I didn’t win, but that was never truly the point to begin with. Geography gave me the chance to connect with my family. As the first rounds of the Bee approached each year, my dad would spend hours and hours of every weekend studying with me. I treasured the opportunity to learn with him. He usually left for work before I woke up in the morning and came home just before I went to bed, so these weekend sessions were one of the best ways for me to bond with him. Today, the two of us continue to have a mutual interest in the goings-on of the business world and the political world, which pushes our conversations pleasantly beyond the father-son standard of sports and cars.

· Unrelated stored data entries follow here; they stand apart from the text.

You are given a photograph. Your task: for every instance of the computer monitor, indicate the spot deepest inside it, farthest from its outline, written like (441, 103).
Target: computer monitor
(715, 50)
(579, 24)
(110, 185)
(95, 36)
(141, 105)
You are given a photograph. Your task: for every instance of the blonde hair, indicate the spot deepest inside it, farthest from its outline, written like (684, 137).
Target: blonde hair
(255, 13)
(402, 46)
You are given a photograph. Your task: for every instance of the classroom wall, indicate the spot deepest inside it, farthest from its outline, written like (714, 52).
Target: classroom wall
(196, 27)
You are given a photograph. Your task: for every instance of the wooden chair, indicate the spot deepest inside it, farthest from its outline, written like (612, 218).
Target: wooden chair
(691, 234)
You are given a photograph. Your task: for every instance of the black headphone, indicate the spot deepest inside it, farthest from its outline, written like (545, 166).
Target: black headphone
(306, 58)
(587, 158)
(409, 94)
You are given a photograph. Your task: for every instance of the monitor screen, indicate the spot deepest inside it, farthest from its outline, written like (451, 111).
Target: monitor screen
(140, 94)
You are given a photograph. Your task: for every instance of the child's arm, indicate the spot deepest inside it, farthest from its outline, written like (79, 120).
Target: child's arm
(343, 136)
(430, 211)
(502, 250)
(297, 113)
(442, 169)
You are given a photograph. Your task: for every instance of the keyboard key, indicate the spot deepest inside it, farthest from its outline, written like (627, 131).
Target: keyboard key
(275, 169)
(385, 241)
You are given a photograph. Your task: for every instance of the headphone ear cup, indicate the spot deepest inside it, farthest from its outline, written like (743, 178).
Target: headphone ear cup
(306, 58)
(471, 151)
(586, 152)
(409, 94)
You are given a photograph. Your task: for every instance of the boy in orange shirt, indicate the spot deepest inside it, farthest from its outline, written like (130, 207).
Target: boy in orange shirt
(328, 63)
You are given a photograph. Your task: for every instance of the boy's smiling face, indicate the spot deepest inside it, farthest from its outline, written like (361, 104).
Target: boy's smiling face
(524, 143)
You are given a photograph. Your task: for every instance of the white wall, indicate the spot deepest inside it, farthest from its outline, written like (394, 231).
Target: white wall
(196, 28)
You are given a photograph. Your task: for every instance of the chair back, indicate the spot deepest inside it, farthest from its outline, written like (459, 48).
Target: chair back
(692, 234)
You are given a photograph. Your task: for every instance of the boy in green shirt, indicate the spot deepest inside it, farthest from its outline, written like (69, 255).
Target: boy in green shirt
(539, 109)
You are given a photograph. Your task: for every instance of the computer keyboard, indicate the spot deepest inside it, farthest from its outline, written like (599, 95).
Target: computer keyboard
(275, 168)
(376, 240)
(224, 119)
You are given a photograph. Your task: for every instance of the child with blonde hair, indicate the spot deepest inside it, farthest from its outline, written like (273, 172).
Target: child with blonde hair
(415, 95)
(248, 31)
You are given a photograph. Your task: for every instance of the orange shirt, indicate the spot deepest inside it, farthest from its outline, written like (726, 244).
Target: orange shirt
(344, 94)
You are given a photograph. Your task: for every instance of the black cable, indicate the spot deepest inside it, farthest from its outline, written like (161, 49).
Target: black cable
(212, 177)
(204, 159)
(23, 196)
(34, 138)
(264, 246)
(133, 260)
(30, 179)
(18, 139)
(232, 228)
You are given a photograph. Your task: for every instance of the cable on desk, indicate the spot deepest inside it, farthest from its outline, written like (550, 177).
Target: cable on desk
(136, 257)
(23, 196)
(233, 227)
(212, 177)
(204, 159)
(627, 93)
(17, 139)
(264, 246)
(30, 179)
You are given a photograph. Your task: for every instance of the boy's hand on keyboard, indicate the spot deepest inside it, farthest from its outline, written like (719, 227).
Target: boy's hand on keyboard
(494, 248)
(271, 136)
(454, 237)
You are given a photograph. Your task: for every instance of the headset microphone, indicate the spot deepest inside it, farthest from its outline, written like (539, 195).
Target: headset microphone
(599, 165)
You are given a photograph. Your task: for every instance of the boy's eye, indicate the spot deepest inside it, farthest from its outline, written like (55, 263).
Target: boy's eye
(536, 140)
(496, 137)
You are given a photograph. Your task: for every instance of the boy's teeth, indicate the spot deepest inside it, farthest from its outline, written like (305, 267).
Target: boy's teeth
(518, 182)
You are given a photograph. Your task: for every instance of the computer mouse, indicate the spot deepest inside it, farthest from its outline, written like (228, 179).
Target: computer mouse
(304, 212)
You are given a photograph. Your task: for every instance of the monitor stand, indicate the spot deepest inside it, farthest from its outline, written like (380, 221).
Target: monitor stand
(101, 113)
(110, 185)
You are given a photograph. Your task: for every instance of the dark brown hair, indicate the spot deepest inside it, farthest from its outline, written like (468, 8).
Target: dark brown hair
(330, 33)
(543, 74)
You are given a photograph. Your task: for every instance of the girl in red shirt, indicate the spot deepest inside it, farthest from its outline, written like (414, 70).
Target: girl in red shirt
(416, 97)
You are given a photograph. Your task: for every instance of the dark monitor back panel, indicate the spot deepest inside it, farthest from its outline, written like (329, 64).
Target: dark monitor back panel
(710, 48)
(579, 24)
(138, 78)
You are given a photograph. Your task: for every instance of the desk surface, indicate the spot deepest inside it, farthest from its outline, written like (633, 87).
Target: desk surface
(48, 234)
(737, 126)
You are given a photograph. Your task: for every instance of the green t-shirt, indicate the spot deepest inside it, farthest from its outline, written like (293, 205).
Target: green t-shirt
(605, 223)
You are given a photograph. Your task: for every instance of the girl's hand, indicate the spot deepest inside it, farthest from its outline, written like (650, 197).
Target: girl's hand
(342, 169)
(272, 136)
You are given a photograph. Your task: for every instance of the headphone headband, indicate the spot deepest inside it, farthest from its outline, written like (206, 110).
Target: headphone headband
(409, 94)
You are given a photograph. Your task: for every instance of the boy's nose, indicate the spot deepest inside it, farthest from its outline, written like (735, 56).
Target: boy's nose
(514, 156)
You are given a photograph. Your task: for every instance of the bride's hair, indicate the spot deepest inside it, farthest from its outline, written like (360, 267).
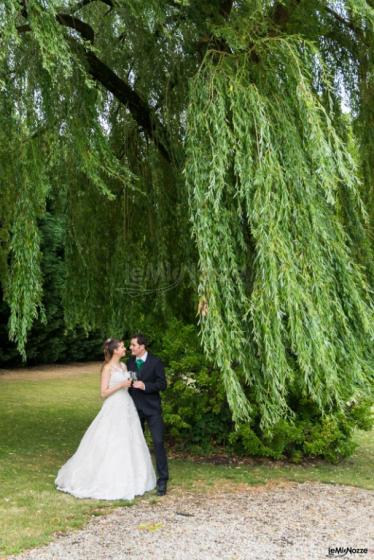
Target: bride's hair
(110, 345)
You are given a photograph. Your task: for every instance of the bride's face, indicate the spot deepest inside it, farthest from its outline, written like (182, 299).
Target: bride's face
(120, 351)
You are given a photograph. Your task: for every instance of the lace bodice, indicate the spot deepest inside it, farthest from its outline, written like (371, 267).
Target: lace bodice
(118, 373)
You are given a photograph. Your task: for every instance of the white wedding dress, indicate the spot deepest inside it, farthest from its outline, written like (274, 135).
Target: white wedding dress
(112, 461)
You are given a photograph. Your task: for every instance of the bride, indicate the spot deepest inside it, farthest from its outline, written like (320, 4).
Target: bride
(112, 461)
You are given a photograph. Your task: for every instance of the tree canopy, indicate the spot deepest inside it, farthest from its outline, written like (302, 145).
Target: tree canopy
(221, 148)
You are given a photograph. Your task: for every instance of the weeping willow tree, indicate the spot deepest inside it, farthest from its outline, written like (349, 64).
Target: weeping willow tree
(223, 122)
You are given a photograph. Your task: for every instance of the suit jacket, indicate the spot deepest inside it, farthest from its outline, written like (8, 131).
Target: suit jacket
(153, 376)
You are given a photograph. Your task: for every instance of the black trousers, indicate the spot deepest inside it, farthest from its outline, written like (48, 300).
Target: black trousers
(157, 429)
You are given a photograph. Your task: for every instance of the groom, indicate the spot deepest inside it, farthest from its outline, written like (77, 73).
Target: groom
(146, 396)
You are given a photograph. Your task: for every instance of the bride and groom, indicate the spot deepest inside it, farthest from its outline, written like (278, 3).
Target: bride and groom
(113, 461)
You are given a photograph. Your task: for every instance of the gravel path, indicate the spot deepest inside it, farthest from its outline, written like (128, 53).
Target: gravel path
(283, 520)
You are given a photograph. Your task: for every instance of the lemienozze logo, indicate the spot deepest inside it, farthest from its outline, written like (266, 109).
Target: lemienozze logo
(341, 551)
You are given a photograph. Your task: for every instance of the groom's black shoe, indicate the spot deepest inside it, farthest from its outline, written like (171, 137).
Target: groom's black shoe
(161, 489)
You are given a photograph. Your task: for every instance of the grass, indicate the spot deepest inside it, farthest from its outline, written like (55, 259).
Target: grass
(41, 424)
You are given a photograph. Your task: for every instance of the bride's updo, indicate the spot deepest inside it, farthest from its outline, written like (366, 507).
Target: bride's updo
(110, 345)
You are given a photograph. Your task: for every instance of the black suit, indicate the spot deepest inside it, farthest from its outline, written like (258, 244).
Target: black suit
(148, 405)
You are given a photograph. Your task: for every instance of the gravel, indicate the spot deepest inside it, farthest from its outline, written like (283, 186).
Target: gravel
(280, 520)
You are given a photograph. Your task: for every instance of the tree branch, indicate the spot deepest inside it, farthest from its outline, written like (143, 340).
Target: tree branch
(144, 115)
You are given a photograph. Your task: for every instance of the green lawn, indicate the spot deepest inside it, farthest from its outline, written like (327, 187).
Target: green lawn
(41, 423)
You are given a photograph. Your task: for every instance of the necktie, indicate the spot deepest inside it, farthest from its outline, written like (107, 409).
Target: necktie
(139, 363)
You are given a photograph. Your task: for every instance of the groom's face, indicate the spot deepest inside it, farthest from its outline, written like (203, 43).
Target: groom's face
(136, 348)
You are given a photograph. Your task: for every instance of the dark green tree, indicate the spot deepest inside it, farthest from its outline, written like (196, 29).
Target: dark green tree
(222, 120)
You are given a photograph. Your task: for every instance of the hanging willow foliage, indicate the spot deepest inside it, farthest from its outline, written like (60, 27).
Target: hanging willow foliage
(265, 163)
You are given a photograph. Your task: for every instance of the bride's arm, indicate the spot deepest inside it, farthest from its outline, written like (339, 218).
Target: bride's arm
(105, 391)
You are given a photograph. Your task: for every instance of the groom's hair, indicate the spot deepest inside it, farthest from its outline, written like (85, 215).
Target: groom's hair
(141, 339)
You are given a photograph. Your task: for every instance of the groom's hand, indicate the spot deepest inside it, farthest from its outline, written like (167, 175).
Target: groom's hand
(138, 385)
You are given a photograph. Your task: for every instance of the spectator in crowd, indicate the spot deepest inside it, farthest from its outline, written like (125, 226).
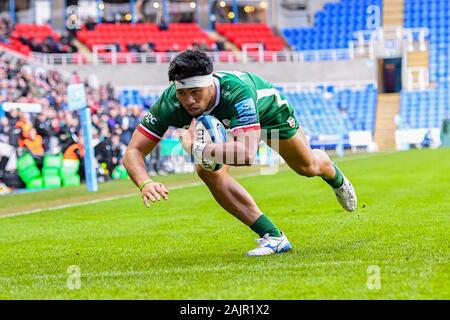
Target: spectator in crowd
(427, 140)
(163, 26)
(56, 129)
(90, 24)
(34, 144)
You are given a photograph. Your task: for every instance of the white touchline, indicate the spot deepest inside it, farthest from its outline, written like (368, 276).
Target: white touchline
(71, 205)
(183, 186)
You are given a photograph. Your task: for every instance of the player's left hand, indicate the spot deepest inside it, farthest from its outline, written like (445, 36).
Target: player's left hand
(187, 137)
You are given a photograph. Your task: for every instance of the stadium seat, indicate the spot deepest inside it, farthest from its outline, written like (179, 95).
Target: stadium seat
(178, 37)
(333, 26)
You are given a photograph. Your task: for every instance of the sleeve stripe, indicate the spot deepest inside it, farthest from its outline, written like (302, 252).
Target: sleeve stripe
(254, 126)
(148, 133)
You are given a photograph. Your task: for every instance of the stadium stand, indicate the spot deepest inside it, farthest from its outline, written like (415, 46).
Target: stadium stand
(56, 130)
(425, 109)
(428, 109)
(333, 26)
(322, 112)
(435, 15)
(146, 37)
(251, 33)
(25, 38)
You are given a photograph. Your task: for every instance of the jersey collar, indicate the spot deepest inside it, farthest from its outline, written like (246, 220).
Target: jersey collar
(216, 103)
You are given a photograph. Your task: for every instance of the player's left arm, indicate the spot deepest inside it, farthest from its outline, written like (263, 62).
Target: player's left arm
(240, 152)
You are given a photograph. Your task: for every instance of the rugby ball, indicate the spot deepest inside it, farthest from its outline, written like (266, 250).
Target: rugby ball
(209, 129)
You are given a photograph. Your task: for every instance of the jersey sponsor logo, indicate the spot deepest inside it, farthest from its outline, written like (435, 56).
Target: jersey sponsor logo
(291, 122)
(150, 118)
(246, 112)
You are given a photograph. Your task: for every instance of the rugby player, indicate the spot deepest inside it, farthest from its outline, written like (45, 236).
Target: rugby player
(251, 108)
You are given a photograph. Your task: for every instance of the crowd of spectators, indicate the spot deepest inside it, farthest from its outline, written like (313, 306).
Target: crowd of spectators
(56, 130)
(51, 45)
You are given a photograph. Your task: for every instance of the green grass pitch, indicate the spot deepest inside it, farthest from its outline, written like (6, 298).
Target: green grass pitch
(189, 248)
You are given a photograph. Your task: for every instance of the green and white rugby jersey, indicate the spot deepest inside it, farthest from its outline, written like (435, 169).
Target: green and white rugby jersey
(244, 101)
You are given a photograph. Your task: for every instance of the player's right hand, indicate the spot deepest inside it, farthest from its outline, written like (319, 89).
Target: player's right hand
(154, 191)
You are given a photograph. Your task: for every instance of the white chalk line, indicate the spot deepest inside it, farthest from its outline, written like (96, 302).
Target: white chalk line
(183, 186)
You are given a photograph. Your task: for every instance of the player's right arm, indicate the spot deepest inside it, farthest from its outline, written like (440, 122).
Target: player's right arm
(146, 136)
(138, 148)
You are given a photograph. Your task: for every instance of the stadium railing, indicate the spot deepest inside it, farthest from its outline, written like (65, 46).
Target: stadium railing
(219, 56)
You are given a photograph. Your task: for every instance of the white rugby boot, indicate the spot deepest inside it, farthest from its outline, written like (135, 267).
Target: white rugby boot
(346, 195)
(268, 245)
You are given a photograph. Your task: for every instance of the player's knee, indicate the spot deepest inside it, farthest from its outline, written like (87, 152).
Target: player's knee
(207, 176)
(310, 171)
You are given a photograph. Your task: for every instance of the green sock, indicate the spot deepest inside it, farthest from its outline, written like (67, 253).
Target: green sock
(338, 180)
(263, 225)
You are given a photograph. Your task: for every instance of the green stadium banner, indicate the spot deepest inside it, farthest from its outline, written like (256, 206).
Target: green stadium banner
(52, 181)
(29, 174)
(445, 134)
(35, 184)
(71, 181)
(52, 161)
(25, 161)
(70, 167)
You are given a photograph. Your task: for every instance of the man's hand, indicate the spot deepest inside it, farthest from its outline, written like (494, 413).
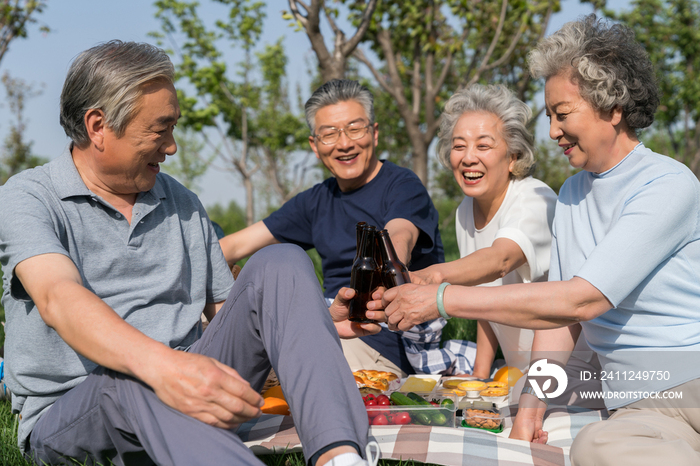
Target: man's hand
(424, 277)
(528, 422)
(408, 305)
(206, 389)
(340, 310)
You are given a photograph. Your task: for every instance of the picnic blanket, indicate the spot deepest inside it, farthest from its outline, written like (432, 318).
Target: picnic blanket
(271, 434)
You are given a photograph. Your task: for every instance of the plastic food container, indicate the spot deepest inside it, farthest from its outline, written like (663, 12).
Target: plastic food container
(483, 418)
(442, 416)
(472, 387)
(494, 395)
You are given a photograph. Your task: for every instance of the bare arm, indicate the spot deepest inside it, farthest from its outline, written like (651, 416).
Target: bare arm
(482, 266)
(191, 383)
(246, 242)
(531, 305)
(404, 236)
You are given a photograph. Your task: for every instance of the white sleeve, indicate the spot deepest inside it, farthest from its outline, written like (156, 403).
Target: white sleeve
(528, 222)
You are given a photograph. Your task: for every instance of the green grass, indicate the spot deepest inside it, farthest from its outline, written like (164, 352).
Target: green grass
(11, 456)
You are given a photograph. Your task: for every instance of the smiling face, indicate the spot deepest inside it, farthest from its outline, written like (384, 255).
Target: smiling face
(588, 138)
(479, 159)
(352, 162)
(129, 164)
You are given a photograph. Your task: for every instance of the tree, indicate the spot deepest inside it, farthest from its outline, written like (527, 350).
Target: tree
(423, 51)
(670, 32)
(15, 16)
(423, 48)
(188, 164)
(16, 152)
(332, 65)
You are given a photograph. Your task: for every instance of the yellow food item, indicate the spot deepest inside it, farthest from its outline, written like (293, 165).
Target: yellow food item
(274, 405)
(472, 385)
(508, 374)
(496, 384)
(274, 392)
(416, 384)
(452, 383)
(451, 391)
(494, 392)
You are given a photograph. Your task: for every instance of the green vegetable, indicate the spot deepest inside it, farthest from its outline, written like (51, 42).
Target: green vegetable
(400, 399)
(436, 417)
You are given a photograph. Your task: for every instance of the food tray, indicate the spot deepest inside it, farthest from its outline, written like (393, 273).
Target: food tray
(480, 415)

Independent of my family, studying geography has given me an insatiable hunger for news. I’m still one of the only teenagers to my knowledge that has subscriptions to The Economist and Foreign Affairs. I watch political debates with the intense curiosity my friends reserve for American Idol. Even my choice of sport was partially influenced by this curiosity. I’ve run cross-country for the past few years because I simply can’t stand the daily repetition of a basketball court or football field. Every single running practice is a new chance to explore parks and hills and neighborhoods I’ve never ventured to before.
As I’ve matured and reached the uncertain border between high school and college, my interest in understanding the perspectives of those in different places and headspaces has served me well. I find it easier to contextualize what I learn in the broader spectrum of what’s happening in the world, and apply that insight in speeches and essays.
Above all else, this interest in what the world around me can offer has led me to want to leave my mark on it as well. I want to be a leader, an entrepreneur, and a maker of change. My passion for discovering why the world is the way it is and where it’s going in the future can certainly help me to achieve these goals.
Oh, and if you ever happen to visit Zimbabwe, impress the locals by reminding them that their capital is Harare.